Calculate the value of $\Delta G$ for following reaction at 300 K.
$H_{2}O_{(s)}\longrightarrow H_{2}O_{(l)}$
$(\Delta H=7\text{ kJ}, \Delta S=24.8\text{ J K}^{-1})$

• A. $0.74\text{ kJ mol}^{-1}$
• B. $-0.82\text{ kJ mol}^{-1}$
• C. $0.21\text{ kJ mol}^{-1}$
• D. $-0.44\text{ kJ mol}^{-1}$

Hint:

Logic Tip: The process is ice melting to water. The normal melting point of ice is $0^\circ\text{C}$ (273 K). At any temperature above 273 K (like the 300 K given here), melting is spontaneous. A spontaneous process MUST have a negative $\Delta G$. This immediately rules out options A and C.

Answer 1

The Correct Option is D

Concept:
The change in Gibbs Free Energy ($\Delta G$) determines the spontaneity of a process at constant temperature and pressure. It is calculated using the Gibbs-Helmholtz equation: $$\Delta G = \Delta H - T\Delta S$$ where $\Delta H$ is the enthalpy change, $T$ is the absolute temperature in Kelvin, and $\Delta S$ is the entropy change. Care must be taken to ensure all energy units are consistent (either all Joules or all kilojoules).
Step 1: Identify and convert the given parameters into consistent units.
Enthalpy change, $\Delta H = 7\text{ kJ} = 7000\text{ J}$ Entropy change, $\Delta S = 24.8\text{ J K}^{-1}$ Temperature, $T = 300\text{ K}$ (Alternatively, convert $\Delta S$ to kilojoules: $\Delta S = 24.8 \times 10^{-3}\text{ kJ K}^{-1} = 0.0248\text{ kJ K}^{-1}$).
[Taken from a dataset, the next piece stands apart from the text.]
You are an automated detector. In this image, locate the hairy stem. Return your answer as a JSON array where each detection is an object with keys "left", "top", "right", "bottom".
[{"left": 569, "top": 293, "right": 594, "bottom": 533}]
Let's use kJ to match the options.
Step 2: Substitute values into the Gibbs-Helmholtz equation.
$$\Delta G = \Delta H - T\Delta S$$ $$\Delta G = 7\text{ kJ} - (300\text{ K} \times 0.0248\text{ kJ K}^{-1})$$
Step 3: Calculate the final $\Delta G$ value.
Calculate the $T\Delta S$ term first: $$T\Delta S = 300 \times 0.0248 = 3 \times 2.48 = 7.44\text{ kJ}$$ Now, subtract this from $\Delta H$: $$\Delta G = 7.00 - 7.44$$ $$\Delta G = -0.44\text{ kJ}$$ (The options present the units as $\text{kJ mol}^{-1}$, assuming the given values were per mole of water).